Deteriorating ice may force a change in fishing tactics

Fairmont, Minn. — Across a large swath of Minnesota, it’s likely ice anglers won’t wait till the state deadline to remove their permanent fish houses from the 2016-17 ice. Rather, Mother Nature intends to force their hand. Above-average temperatures last weekend, expected to be followed by way above-average temps this weekend could significantly alter the state’s ice-fishing landscape.

Justin Sommer, of Sommer Outdoors in the southern Minnesota city of Fairmont, said there’s still over a foot of ice on most lakes in that area, but the recent weather has taken its toll.

“There’s still 12 to 15 inches, but the top 3 to 4 inches is already crapped up,” Sommer said.

As of earlier this week, he said lake accesses remained in pretty good shape, but that’s a tenuous situation. Forecasts were calling for five straight days with highs above 50 degrees across the southern third of the state. During that time (Friday through Tuesday), lows weren’t expected below freezing. A few raindrops also appeared in the forecast, adding another element detrimental to good ice.

“This weekend, I’m already anticipating this will be the end (of ice fishing locally),” Sommer said, adding that it’s not out of the realm of possibility that cold could return, and ice-fishing remain a viable option for state anglers.

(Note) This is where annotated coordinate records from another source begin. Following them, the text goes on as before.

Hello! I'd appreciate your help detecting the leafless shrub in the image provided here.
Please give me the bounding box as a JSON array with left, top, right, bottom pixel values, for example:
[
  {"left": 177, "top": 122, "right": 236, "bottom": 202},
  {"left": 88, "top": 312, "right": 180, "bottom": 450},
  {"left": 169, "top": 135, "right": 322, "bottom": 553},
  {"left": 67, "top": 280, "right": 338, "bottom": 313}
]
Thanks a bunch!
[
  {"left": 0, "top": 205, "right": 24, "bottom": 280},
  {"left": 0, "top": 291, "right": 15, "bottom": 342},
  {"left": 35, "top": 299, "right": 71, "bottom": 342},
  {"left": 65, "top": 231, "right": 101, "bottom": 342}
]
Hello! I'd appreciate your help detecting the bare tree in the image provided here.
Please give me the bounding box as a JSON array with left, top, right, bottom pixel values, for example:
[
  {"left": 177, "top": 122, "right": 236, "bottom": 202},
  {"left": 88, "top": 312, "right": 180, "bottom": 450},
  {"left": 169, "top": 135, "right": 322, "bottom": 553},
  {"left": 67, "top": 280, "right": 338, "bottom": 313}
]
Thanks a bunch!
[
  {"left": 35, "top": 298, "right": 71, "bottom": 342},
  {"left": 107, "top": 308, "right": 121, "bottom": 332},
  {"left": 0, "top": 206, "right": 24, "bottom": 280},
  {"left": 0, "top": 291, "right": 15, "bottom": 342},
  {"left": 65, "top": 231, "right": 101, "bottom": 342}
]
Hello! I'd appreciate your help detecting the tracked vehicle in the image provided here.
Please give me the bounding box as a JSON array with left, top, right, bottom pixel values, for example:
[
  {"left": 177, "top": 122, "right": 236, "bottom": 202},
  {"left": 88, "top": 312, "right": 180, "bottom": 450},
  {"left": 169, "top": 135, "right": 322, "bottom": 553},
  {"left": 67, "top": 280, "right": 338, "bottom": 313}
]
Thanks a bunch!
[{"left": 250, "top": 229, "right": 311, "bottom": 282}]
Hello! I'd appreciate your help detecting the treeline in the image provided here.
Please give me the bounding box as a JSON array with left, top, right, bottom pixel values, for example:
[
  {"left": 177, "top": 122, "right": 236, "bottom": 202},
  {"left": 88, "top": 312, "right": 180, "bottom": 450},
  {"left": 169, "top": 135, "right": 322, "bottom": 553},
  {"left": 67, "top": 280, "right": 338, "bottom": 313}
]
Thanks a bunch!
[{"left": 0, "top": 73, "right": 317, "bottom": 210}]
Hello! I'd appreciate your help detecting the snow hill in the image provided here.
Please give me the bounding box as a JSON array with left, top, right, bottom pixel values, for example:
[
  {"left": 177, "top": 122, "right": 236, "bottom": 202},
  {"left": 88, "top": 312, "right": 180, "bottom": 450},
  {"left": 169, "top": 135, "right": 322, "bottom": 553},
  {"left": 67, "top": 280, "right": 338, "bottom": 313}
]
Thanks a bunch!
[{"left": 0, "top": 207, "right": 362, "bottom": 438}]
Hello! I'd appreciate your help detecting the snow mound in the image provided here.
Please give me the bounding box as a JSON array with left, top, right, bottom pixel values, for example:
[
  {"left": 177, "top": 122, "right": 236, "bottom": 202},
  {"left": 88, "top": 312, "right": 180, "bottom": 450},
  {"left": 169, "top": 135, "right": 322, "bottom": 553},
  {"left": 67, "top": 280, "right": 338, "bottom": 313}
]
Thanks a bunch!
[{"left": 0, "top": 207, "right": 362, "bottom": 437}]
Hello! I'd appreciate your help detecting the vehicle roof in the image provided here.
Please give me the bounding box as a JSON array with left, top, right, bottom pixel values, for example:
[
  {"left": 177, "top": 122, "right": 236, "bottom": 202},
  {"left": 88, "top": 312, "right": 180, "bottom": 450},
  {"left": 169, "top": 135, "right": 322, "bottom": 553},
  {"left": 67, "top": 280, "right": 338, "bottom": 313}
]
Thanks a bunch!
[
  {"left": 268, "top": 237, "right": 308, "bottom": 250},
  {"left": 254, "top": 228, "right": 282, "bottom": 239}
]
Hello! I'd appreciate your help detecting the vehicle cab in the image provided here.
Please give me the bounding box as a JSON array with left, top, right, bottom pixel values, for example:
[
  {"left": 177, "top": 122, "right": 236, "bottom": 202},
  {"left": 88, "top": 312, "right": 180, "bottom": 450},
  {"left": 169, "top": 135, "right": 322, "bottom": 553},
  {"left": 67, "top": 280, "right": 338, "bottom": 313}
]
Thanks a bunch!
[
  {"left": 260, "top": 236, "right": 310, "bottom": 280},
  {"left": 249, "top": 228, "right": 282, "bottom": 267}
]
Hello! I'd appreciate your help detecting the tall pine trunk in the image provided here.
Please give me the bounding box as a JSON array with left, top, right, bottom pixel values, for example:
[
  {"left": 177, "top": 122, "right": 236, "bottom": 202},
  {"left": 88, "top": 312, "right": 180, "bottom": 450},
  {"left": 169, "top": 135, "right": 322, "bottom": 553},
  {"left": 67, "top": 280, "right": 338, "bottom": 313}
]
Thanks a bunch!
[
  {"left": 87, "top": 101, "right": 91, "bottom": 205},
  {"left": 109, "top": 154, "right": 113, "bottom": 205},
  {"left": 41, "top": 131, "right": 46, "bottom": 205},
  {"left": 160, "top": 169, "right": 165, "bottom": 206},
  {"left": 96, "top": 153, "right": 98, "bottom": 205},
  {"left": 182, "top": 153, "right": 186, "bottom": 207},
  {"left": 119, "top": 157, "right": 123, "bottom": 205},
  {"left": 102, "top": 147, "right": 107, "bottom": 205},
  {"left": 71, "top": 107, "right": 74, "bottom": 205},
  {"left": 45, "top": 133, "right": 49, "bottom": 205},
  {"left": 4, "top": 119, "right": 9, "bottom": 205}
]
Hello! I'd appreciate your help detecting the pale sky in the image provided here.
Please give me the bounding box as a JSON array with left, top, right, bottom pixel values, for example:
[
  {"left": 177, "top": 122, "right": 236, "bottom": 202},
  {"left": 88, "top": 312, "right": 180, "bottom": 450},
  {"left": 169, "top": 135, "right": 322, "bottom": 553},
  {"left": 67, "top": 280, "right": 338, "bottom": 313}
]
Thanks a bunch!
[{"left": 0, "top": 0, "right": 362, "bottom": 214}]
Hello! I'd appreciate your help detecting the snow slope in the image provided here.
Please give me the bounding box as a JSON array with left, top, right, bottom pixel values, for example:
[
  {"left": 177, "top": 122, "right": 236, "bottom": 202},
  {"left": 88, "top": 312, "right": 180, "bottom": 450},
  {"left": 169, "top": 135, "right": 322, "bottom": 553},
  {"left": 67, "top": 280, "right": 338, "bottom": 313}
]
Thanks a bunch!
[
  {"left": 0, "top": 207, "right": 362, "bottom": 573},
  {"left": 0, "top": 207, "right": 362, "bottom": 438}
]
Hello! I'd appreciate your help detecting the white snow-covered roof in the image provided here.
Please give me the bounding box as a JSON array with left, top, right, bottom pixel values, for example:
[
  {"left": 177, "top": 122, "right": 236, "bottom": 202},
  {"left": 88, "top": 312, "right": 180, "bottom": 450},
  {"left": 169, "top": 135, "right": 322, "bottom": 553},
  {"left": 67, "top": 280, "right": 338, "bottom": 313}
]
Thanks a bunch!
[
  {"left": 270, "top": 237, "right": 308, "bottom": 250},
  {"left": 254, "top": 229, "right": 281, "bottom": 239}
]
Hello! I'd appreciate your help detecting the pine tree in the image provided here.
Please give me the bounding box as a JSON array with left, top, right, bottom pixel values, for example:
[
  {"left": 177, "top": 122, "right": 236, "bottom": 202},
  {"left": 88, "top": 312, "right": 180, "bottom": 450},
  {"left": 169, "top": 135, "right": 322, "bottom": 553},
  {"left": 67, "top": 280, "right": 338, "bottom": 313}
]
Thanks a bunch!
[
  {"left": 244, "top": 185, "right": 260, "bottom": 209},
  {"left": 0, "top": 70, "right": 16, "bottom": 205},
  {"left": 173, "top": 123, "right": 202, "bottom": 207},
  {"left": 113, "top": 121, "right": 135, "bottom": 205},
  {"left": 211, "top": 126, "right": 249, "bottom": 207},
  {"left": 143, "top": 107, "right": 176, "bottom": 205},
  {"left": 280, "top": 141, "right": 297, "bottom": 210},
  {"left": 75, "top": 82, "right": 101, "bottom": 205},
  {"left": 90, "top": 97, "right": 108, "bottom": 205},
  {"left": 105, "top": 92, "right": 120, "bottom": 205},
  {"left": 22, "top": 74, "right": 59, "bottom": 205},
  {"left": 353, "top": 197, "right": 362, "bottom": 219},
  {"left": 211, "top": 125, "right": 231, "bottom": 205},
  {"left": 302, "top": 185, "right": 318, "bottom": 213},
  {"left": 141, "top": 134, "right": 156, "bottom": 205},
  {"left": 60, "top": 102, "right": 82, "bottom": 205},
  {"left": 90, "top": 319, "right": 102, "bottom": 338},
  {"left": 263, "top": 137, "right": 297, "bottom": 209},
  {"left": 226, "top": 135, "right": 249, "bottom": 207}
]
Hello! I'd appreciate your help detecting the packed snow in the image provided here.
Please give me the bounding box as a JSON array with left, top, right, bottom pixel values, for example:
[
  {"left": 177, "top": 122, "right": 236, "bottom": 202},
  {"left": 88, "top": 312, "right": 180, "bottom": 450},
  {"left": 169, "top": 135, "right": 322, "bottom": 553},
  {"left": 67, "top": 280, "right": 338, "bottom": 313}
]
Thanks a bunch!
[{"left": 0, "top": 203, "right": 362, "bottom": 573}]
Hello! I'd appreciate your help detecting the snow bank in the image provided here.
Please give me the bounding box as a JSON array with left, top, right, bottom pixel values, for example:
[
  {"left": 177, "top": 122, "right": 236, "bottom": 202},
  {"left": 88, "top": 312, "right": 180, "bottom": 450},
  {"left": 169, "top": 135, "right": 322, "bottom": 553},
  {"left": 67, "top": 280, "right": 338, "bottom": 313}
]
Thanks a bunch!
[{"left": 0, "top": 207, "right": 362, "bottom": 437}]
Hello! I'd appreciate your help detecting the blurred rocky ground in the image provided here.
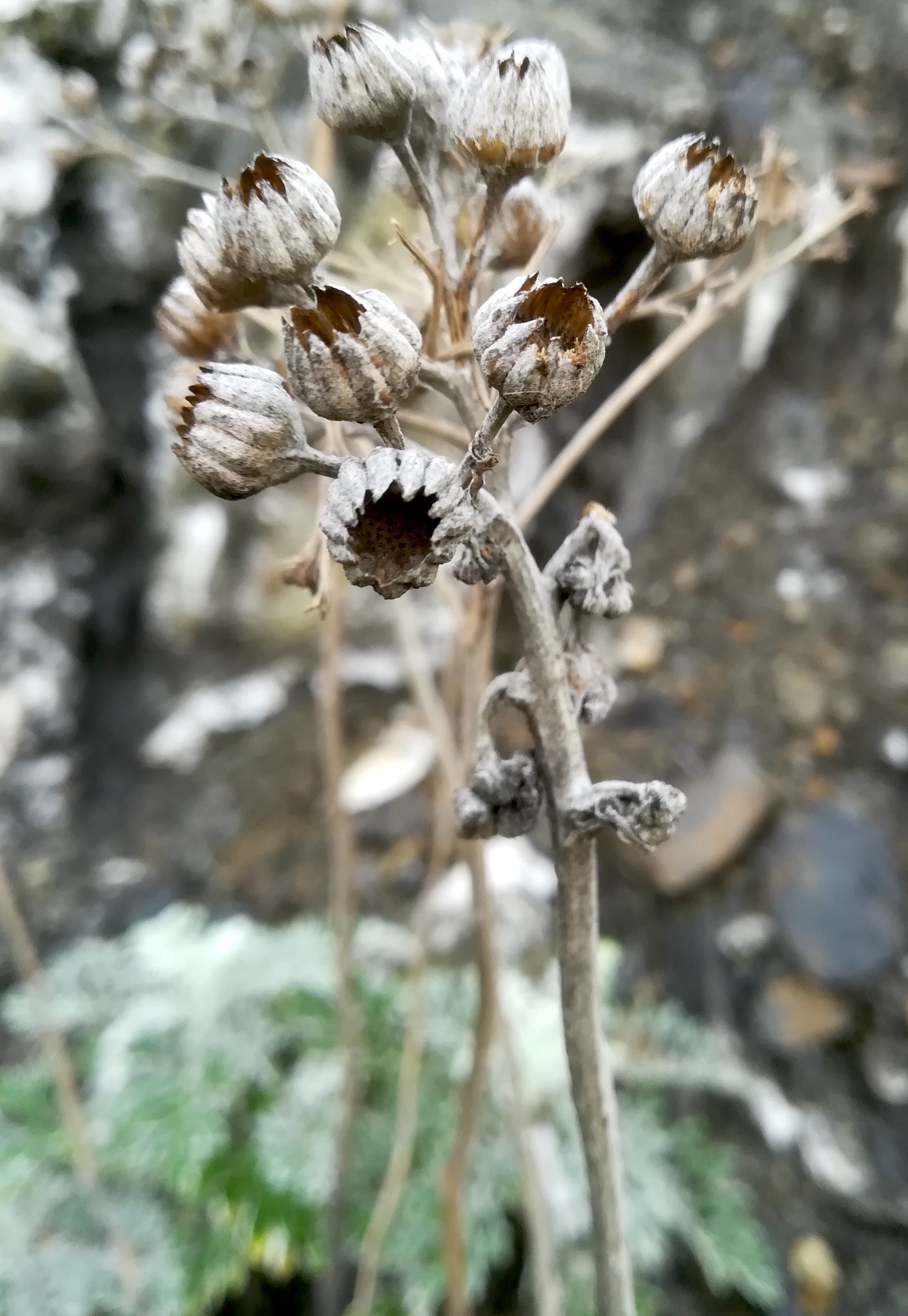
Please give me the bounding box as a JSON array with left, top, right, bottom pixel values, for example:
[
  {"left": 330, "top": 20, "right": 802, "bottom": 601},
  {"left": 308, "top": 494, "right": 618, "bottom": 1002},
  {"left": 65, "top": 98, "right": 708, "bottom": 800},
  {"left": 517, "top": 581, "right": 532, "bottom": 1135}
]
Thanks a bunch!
[{"left": 0, "top": 0, "right": 908, "bottom": 1316}]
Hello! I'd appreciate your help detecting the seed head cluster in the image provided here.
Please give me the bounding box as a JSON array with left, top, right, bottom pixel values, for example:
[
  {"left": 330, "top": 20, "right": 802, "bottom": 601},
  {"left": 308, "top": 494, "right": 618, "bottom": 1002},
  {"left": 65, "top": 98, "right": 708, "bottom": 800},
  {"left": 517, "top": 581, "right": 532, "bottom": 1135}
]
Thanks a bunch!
[{"left": 158, "top": 23, "right": 755, "bottom": 603}]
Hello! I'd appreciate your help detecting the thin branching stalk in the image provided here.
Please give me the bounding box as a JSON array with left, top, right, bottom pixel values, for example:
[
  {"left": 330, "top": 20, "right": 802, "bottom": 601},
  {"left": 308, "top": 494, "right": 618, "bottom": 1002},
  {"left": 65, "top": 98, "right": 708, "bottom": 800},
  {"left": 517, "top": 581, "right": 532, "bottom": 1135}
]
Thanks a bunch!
[
  {"left": 519, "top": 192, "right": 872, "bottom": 526},
  {"left": 317, "top": 563, "right": 362, "bottom": 1316},
  {"left": 395, "top": 139, "right": 454, "bottom": 275}
]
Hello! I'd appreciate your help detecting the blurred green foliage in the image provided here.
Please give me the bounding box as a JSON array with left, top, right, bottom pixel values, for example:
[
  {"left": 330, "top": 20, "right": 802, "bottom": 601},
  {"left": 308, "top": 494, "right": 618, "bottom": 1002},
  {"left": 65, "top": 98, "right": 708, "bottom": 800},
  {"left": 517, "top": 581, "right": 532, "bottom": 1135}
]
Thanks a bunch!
[{"left": 0, "top": 905, "right": 780, "bottom": 1316}]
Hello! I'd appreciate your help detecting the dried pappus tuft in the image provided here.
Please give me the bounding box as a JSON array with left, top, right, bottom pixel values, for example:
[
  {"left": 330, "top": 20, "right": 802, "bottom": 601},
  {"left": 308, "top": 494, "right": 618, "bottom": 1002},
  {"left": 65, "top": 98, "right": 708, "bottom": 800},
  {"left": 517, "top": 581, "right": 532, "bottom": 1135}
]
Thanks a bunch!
[
  {"left": 454, "top": 747, "right": 542, "bottom": 840},
  {"left": 172, "top": 362, "right": 330, "bottom": 499},
  {"left": 564, "top": 645, "right": 619, "bottom": 726},
  {"left": 543, "top": 503, "right": 633, "bottom": 617},
  {"left": 320, "top": 447, "right": 474, "bottom": 599},
  {"left": 399, "top": 33, "right": 465, "bottom": 158},
  {"left": 176, "top": 154, "right": 341, "bottom": 311},
  {"left": 451, "top": 42, "right": 571, "bottom": 183},
  {"left": 154, "top": 275, "right": 239, "bottom": 361},
  {"left": 284, "top": 285, "right": 422, "bottom": 425},
  {"left": 472, "top": 274, "right": 609, "bottom": 421},
  {"left": 486, "top": 177, "right": 561, "bottom": 270},
  {"left": 309, "top": 23, "right": 416, "bottom": 142},
  {"left": 633, "top": 133, "right": 757, "bottom": 261}
]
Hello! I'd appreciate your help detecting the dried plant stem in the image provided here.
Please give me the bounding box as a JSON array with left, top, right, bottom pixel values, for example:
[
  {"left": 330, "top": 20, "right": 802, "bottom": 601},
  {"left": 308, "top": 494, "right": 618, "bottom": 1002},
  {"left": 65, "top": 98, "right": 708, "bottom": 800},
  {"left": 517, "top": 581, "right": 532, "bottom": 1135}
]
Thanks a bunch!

In the metro area, ice conditions weren’t much better, according to Avery Aalfs, of Mase’s In Towne Marina, located on the south metro’s Lake Waconia.

“There’s still plenty of ice,” Aalfs said of the 15 to 17 inches that cover Waconia, “but the accesses will get rutted, sloppy and stuff. It’s hard to say how it’s gonna look in the next few days.”

If nothing else, Aalfs expects the few remaining permanent fish houses on Waconia to pulled by the weekend. After the recent warm snap, there are few left anyway, he said.

In the southern half of the state, the shelter removal date is March 6. In the north, it’s March 20. See Page 61 of the fishing regulations booklet for the north-south division.

North of the Twin Cities, ice conditions improve somewhat. According to Kevin Lempola, of Delaney’s bait shop in Park Rapids, “We’re gonna be good to go yet for a while.”

That said, Lempola isn’t happy about a potential repeat of last year, when the weather warmed, wrecking lake accesses, before turning cold again.

“This weather definitely didn’t need to come,” he said.

A few people already have removed their permanent shelters from area lakes, but he expects more to do so if the weekend’s as warm as predicted.

DNR officials say now is a  good time to begin to take those extra precautions on ice – checking conditions as you go, wearing flotation devices, etc.

Conditions vary – as has been seen on lakes like Minnetonka, where several vehicles recently have broken through. Channels always are dangerous, but a number of factors determine safety, according to Stan Linnell,  DNR boat and water safety manager. Those include a lake’s depth, if there’s snow on top, the overall size of the water body, the air temperature, and even wind.

“When we get multiple days above freezing, it really starts to affect the ice,” Linnell said. “It’s time to be a lot more careful out there.”

Adds Lisa Dugan, DNR boat and water safety outreach coordinator: “Think twice before heading out on the ice. It’s not worth risking your life for a fish.”

And, the Cass County Sheriff’s Department says vehicle traffic won’t be allowed during the Eelpout Festival, Feb. 23-26 on Leech Lake near Walker.

State conservation officers addressed the recent warm weather and its effects on ice in their reports this week. Here are some examples:

• CO Troy Richards, of Fergus Falls, said ice safety might be compromised by this weekend, given the long-range forecast. “Folks are encouraged to be mindful of the potential danger,” he wrote.

• CO Jen Mueller, of Hutchinson, said after an ATV brook through the ice of Lake Marion, the McLeod County Sheriff’s Department closed the access to the lake to vehicles.

• CO Phil Mohs, of Center City, reported that “area lake accesses have already begun to deteriorate and will make for difficult times getting on and off the lake.”

It’s a bit early to anticipate ice-out in mid-February, but some observers see exactly that shaping up for 2017. Weather, of course, can be fickle.

“Normally, there’s not ice-out until mid-April,” Sommer said of Fairmont-area lakes. “So if that happens in March, that’s crazy.”